Types of authentication

All apps must authenticate using OAuth 2 in order to use the API, however, the grant type will vary based on the type of app you are building.

Private apps - can use the password flow grant or Client API Key
Public apps - must use either client credentials or authorization code flow

Before we go into details of the authorization process here are a couple of concepts you should be familiar with:

Client - Any app that wants access to a shop’s data. A user must grant permission before the client can access any data.
API - Envoy REST API, which the client can use to read and modify shop data.
User - A user of the account, usually an admin. The user gives permission to a client to access the company's data through the REST API.

Authorization flow for private apps

To authenticate a private app, you need to create an app to generate a client id and secret from the Dev Dashboard. You'll provide your username and password along with your client credentials in an authorization request to get back an access token that can be used to make requests to the API. You can view our authentication guide for private apps to learn more.

📘
The user account provided in the authorization request must be a global admin.

Authorization flow for public apps

To authenticate a public app, you need to create an app to generate a client id and secret from the Dev Dashboard.

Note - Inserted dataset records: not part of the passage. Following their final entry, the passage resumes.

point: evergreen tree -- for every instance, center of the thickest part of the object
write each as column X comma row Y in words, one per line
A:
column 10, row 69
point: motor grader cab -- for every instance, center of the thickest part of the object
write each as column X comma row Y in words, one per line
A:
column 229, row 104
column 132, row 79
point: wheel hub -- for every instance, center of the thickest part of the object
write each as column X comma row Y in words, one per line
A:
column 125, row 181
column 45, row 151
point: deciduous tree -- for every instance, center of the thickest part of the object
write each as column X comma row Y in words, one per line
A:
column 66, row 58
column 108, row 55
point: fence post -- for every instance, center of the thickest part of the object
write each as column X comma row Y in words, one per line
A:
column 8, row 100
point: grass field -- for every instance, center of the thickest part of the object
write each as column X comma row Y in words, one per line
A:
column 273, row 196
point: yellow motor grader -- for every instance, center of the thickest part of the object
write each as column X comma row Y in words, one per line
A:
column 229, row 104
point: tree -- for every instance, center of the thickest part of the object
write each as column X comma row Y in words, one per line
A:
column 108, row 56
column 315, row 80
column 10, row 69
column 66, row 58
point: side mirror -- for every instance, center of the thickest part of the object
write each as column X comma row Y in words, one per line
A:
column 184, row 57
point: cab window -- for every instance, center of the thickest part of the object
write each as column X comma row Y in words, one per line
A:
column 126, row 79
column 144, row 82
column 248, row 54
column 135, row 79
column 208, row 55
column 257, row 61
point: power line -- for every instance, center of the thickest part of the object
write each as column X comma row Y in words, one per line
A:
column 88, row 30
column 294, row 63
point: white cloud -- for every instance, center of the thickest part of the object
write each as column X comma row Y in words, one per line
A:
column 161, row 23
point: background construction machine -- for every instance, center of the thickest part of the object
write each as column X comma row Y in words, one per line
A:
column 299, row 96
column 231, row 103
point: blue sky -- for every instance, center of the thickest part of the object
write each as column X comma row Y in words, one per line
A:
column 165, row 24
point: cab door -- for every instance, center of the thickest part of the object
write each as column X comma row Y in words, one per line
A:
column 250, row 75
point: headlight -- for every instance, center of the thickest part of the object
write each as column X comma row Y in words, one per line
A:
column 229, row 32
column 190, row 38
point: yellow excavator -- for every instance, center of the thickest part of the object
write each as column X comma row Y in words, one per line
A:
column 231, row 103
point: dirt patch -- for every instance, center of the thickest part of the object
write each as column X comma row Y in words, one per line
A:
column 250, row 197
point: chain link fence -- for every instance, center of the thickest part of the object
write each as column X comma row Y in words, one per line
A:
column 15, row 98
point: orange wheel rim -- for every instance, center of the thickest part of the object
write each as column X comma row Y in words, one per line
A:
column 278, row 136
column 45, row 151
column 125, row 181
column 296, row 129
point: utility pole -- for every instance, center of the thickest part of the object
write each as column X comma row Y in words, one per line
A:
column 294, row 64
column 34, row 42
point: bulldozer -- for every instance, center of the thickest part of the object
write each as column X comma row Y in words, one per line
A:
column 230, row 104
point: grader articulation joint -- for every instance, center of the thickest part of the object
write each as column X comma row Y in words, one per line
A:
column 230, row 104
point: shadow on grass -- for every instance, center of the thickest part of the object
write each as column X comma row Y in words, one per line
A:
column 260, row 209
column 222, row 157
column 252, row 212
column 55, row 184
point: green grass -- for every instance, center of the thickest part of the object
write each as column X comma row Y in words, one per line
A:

Then create a validation setup step in your app with a callback URL. When your app is installed we'll provide an install id and an access token that you can provide in an authorization request to get an access and refresh token. Learn more about authentication for public apps.

The user makes a request to install the app typically through the Envoy Dashboard however, this could be through a page hosted in your app.
The user is redirected to Envoy to load the OAuth grant screen and request the required scopes.
Envoy displays a prompt to receive authorization and prompts the user to login if required.
The user consents to the scopes and is redirected to the redirect_uri.
The application makes an access token request to Envoy including the client_id, client_secret, and code.
Envoy returns the access and refresh token to the application.
The application uses the token to make requests to the Envoy API.
The Envoy API returns the requested data.